A team of researchers at Know-Center, Graz University of Technology, Johannes Kepler University Linz, University of Innsbruck and University of Utrecht (the Netherlands) analysed the accuracy of algorithm-generated music recommendations for listeners of mainstream and non-mainstream music. They used a dataset containing the listening histories of 4,148 users of the music streaming platform Last.fm who listened mostly to non-mainstream music or mostly mainstream music.
„Since more and more music is becoming available via music streaming services, music recommendation systems have become essential for helping users to search, sort and filter extensive music collections. However, the quality of many cutting-edge music recommendation techniques for non-mainstream music users still leaves a lot to be desired. In our study we established that the willingness of a music user to listen to the kinds of music outside of his or her primary music preferences has a positive effect on the quality of recommendations. Thinking out of the box pays off even when it comes to listening to music,“ explained Dominik Kowald, first author of the study and Head of Research Area Social Computing at Know-Center.

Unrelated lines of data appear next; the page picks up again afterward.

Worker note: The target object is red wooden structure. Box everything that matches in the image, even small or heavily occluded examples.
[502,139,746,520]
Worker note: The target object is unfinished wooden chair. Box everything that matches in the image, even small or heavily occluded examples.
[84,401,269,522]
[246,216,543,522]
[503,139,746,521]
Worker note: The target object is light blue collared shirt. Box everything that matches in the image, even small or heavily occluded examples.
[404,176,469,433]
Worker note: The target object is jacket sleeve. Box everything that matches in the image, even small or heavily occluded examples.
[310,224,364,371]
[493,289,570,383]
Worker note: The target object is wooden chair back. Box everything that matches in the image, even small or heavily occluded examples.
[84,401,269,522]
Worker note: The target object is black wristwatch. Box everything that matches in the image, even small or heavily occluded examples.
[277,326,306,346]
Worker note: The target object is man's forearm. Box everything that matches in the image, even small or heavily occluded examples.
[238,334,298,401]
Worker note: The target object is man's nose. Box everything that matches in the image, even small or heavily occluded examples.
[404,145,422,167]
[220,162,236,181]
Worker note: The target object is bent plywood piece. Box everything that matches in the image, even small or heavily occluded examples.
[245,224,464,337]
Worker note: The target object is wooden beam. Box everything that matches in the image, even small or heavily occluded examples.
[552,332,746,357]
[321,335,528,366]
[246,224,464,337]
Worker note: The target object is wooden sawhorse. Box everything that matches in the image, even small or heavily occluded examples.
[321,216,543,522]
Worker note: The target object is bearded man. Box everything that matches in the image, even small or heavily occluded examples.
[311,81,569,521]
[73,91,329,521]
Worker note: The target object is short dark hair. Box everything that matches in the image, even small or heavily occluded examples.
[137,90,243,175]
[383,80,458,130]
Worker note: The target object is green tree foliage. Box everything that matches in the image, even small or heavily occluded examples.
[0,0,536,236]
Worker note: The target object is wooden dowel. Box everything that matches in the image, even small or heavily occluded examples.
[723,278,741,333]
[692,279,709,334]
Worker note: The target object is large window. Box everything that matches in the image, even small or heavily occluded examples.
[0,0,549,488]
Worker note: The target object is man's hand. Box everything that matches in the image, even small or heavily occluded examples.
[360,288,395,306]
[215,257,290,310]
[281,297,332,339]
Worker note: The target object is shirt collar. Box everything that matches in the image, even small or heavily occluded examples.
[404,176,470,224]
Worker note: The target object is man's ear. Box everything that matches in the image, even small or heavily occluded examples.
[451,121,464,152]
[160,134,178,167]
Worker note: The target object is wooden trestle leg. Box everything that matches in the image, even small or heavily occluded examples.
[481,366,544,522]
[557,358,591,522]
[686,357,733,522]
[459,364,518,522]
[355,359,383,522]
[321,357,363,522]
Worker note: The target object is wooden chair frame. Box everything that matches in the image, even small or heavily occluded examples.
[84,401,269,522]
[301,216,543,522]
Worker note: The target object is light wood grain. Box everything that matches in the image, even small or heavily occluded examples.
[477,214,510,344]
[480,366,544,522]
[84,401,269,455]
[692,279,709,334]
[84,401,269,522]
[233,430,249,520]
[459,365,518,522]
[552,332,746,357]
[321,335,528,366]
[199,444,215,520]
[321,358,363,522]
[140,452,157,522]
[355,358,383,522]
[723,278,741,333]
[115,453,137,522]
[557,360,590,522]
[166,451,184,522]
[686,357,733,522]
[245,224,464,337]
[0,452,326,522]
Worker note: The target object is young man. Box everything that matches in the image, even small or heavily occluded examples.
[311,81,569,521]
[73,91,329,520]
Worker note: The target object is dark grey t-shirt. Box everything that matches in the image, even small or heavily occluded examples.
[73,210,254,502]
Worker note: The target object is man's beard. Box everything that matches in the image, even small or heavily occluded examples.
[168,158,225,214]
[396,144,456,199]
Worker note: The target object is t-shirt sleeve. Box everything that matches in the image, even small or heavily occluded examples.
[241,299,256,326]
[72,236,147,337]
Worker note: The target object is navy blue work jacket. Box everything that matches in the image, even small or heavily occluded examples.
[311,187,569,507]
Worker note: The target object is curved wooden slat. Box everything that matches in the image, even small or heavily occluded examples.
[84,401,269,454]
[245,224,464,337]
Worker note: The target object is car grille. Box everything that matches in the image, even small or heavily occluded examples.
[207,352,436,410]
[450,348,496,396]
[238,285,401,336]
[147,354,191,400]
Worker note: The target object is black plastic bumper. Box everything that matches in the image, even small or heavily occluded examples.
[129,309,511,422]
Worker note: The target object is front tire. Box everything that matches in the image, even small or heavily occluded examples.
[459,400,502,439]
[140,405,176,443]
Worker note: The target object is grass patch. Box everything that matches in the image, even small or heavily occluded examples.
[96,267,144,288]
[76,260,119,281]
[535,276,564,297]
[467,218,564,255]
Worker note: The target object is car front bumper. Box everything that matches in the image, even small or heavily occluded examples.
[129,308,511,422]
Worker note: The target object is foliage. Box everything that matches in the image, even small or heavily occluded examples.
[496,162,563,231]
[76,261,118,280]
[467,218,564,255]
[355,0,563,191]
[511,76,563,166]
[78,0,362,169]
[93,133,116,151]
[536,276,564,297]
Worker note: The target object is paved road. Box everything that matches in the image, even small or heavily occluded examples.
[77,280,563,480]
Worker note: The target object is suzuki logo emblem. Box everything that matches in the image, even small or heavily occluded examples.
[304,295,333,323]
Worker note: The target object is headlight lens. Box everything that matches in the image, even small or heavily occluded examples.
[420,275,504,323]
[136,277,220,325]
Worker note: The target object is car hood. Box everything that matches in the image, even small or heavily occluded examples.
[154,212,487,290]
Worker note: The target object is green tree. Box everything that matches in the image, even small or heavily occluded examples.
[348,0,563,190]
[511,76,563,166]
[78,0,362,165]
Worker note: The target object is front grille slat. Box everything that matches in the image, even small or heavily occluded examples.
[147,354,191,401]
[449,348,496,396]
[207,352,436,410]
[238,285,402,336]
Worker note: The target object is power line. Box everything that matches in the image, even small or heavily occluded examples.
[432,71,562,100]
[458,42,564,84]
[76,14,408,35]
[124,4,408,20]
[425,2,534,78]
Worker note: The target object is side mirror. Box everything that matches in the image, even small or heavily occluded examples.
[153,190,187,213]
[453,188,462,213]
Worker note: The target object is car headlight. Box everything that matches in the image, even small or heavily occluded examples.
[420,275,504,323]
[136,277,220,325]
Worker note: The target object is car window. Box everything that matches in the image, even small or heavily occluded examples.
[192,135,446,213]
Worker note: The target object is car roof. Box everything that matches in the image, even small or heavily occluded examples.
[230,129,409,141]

Algorithm categorizes music listeners
“First, we established a computational model for artists, to whom music users listened most frequently. Based on this model, we were able to predict the probability of music users’ liking the music recommended to them by four common music recommendation algorithms. We found that listeners of mainstream music appeared to receive more accurate music recommendations than listeners of non-mainstream music“, stated Elisabeth Lex, the study’s scientific leader and Associate Professor of Applied Computer Science at Graz University of Technology.
Non-mainstream music listeners have been assigned by an algorithm into the following categories based on the types of music they most frequently listened to: users of music genres with only acoustic instruments (e.g. folk), users of high-energy music (e.g. hard rock, hip-hop), users of music with acoustic instruments and no vocals (e.g. ambient), and users of high-energy music with no vocals (electronica).
By comparing each group’s listening histories, the researchers identified users who were most likely to listen to music outside of their preferred genres and the diversity of music genres listened to by each group. Those who mainly listened to music such as ambient were found to be most likely to listen to music preferred by hard rock, folk and electronica listeners as well. Those who mainly listened to high-energy music were least likely to listen to music preferred by folk, electronica and ambient listeners. However, they listened to the widest variety of genres, e.g. hard rock, punk, singer/songwriter and hip-hop.
Biased music recommendation algorithms
By using the computational model, the researchers predicted the probability of various groups of non-mainstream music listeners’ liking the music recommendations generated by the four common music recommendation algorithms. They found that those who listened mainly to high-energy music appeared to receive the least accurate music recommendations and those who mainly listened to ambient get the most.
The authors pointed out potential benefits of their findings for the development of music recommendation systems that will provide more accurate recommendations to non-mainstream music listeners. However, they caution that since the study was based on a sample from Last.fm users, the results may not be representative of all Last.fm users and users of other music streaming platforms.
This research is anchored in the Field of Expertise Information, Communication & Computing, one of the five Fields of Expertise at TU Graz.